Americans are viewed as being obsessed with money. But when it comes to immigration, the US stands apart as the least money-minded of its peers. From Canada to Australia, the more cash you have the quicker you get your passport. In the UK, the doors were long since flung open to the world’s tired and huddled Russian oligarchs. By contrast, the Byzantine US visa system does its best to deter educated foreigners while in practice accepting an outsized share of the world’s migrant poor. There is every likelihood that contrast is about to get wider.
Sometime in 2013, Congress looks likely to double down on the country’s unmercenary way of doing things. Faced with a choice between slow extinction or the chance of electoral recovery, the Republican party – or enough of it – will probably hold its nose and join Democrats to support a bill that would bring America’s 11m illegal immigrants in from the cold. Lawmakers will lay enough puddles along the “pathway to citizenship” to avoid being accused of granting “amnesty”. But that is what it would be. Such an act would be unique among rich countries (America’s last amnesty was in 1986). It would also be the right thing to do.
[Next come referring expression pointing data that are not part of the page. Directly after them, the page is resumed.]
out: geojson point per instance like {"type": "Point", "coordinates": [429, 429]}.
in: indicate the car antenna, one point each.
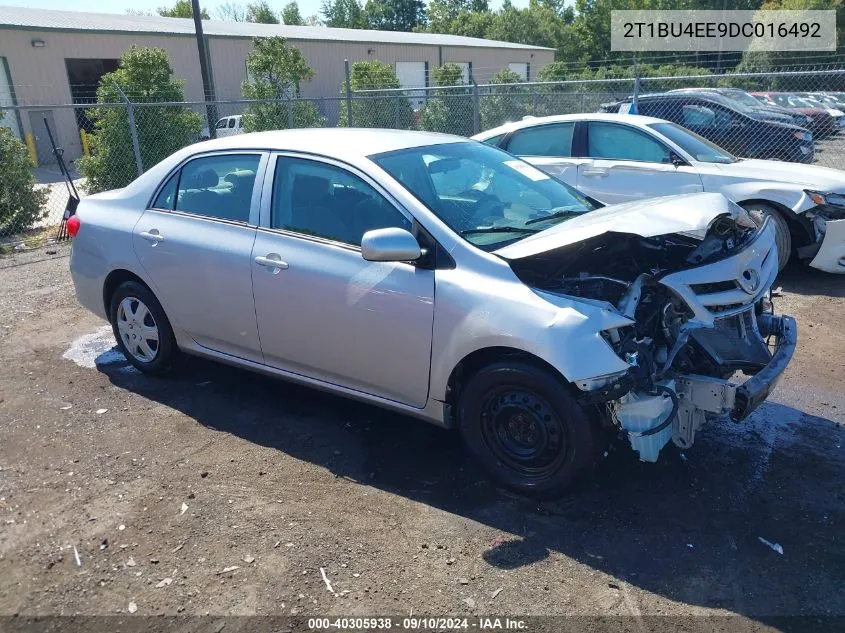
{"type": "Point", "coordinates": [73, 195]}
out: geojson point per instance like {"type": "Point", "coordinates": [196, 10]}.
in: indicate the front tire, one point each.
{"type": "Point", "coordinates": [783, 236]}
{"type": "Point", "coordinates": [142, 330]}
{"type": "Point", "coordinates": [524, 428]}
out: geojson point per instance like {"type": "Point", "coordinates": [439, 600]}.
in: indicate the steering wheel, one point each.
{"type": "Point", "coordinates": [488, 206]}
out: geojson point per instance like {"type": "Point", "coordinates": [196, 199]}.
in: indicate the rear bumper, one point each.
{"type": "Point", "coordinates": [831, 254]}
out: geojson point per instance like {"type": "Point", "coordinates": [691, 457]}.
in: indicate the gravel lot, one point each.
{"type": "Point", "coordinates": [219, 491]}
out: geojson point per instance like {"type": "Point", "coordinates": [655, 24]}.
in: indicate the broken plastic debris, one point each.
{"type": "Point", "coordinates": [226, 570]}
{"type": "Point", "coordinates": [326, 580]}
{"type": "Point", "coordinates": [775, 546]}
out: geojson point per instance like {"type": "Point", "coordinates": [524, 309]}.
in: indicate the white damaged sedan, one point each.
{"type": "Point", "coordinates": [445, 279]}
{"type": "Point", "coordinates": [621, 157]}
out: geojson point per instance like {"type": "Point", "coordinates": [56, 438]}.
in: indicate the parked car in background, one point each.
{"type": "Point", "coordinates": [745, 102]}
{"type": "Point", "coordinates": [225, 126]}
{"type": "Point", "coordinates": [726, 126]}
{"type": "Point", "coordinates": [618, 158]}
{"type": "Point", "coordinates": [822, 121]}
{"type": "Point", "coordinates": [445, 279]}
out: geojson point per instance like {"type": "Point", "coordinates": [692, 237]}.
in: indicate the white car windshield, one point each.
{"type": "Point", "coordinates": [484, 194]}
{"type": "Point", "coordinates": [696, 146]}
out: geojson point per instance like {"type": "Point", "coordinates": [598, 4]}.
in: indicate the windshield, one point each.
{"type": "Point", "coordinates": [484, 194]}
{"type": "Point", "coordinates": [744, 98]}
{"type": "Point", "coordinates": [699, 148]}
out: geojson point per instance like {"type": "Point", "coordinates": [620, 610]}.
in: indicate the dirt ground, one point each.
{"type": "Point", "coordinates": [219, 491]}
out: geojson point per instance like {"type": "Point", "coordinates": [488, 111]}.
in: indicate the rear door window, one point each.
{"type": "Point", "coordinates": [218, 187]}
{"type": "Point", "coordinates": [621, 142]}
{"type": "Point", "coordinates": [543, 140]}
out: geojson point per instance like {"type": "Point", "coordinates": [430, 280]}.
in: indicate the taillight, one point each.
{"type": "Point", "coordinates": [73, 225]}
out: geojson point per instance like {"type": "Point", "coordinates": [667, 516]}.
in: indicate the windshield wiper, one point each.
{"type": "Point", "coordinates": [498, 229]}
{"type": "Point", "coordinates": [562, 213]}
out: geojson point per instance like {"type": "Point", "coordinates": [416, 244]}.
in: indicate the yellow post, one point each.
{"type": "Point", "coordinates": [86, 149]}
{"type": "Point", "coordinates": [30, 145]}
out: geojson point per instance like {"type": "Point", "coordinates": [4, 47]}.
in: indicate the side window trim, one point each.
{"type": "Point", "coordinates": [255, 199]}
{"type": "Point", "coordinates": [630, 127]}
{"type": "Point", "coordinates": [264, 222]}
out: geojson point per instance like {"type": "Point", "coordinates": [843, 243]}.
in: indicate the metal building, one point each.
{"type": "Point", "coordinates": [57, 57]}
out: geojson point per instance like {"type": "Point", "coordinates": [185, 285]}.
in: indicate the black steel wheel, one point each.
{"type": "Point", "coordinates": [520, 422]}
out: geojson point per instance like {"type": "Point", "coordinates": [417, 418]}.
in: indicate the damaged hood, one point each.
{"type": "Point", "coordinates": [688, 213]}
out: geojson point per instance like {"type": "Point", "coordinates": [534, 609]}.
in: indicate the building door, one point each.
{"type": "Point", "coordinates": [413, 75]}
{"type": "Point", "coordinates": [43, 149]}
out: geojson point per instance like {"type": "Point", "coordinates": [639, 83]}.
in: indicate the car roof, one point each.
{"type": "Point", "coordinates": [337, 142]}
{"type": "Point", "coordinates": [634, 119]}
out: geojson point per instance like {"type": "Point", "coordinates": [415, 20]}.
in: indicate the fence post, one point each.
{"type": "Point", "coordinates": [348, 94]}
{"type": "Point", "coordinates": [636, 92]}
{"type": "Point", "coordinates": [476, 107]}
{"type": "Point", "coordinates": [133, 132]}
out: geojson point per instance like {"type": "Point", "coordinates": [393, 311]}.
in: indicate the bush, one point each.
{"type": "Point", "coordinates": [145, 76]}
{"type": "Point", "coordinates": [276, 71]}
{"type": "Point", "coordinates": [450, 110]}
{"type": "Point", "coordinates": [376, 108]}
{"type": "Point", "coordinates": [21, 202]}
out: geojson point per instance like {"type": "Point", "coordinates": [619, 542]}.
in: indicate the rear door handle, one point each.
{"type": "Point", "coordinates": [272, 261]}
{"type": "Point", "coordinates": [596, 171]}
{"type": "Point", "coordinates": [152, 236]}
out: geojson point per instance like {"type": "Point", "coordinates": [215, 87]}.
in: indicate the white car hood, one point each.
{"type": "Point", "coordinates": [810, 176]}
{"type": "Point", "coordinates": [688, 213]}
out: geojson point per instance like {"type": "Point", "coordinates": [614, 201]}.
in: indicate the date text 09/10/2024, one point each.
{"type": "Point", "coordinates": [416, 623]}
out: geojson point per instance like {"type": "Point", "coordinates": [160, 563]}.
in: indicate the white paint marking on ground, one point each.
{"type": "Point", "coordinates": [97, 348]}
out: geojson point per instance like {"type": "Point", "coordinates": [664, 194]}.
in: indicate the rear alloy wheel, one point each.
{"type": "Point", "coordinates": [524, 428]}
{"type": "Point", "coordinates": [783, 236]}
{"type": "Point", "coordinates": [141, 328]}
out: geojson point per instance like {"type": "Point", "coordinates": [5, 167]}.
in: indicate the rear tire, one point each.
{"type": "Point", "coordinates": [524, 428]}
{"type": "Point", "coordinates": [142, 330]}
{"type": "Point", "coordinates": [783, 236]}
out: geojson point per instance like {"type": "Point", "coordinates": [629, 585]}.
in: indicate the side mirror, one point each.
{"type": "Point", "coordinates": [390, 245]}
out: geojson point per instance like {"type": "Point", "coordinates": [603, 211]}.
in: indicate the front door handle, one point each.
{"type": "Point", "coordinates": [597, 172]}
{"type": "Point", "coordinates": [152, 236]}
{"type": "Point", "coordinates": [273, 261]}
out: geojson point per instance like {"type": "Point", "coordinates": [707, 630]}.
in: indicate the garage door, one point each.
{"type": "Point", "coordinates": [413, 75]}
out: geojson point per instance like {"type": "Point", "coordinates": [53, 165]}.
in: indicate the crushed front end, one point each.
{"type": "Point", "coordinates": [703, 340]}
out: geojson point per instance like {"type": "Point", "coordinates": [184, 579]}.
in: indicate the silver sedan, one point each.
{"type": "Point", "coordinates": [446, 279]}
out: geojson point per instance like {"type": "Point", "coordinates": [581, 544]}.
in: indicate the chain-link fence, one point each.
{"type": "Point", "coordinates": [794, 115]}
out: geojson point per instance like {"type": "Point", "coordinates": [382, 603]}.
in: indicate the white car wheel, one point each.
{"type": "Point", "coordinates": [783, 236]}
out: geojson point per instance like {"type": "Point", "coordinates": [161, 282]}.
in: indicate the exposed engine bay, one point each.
{"type": "Point", "coordinates": [700, 312]}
No such prospect awaits the hundreds of thousands of highly educated foreigners who would jump at their own US pathway. Last Friday, the Obama administration announced that the quota for this year’s H1B visa – the temporary work permit for skilled foreign workers – had been exhausted within five days. Compared to the 10 weeks it took in 2012, last week’s surge pointed to an improving US economy (and helped to counter the gloom over March’s weak jobs growth).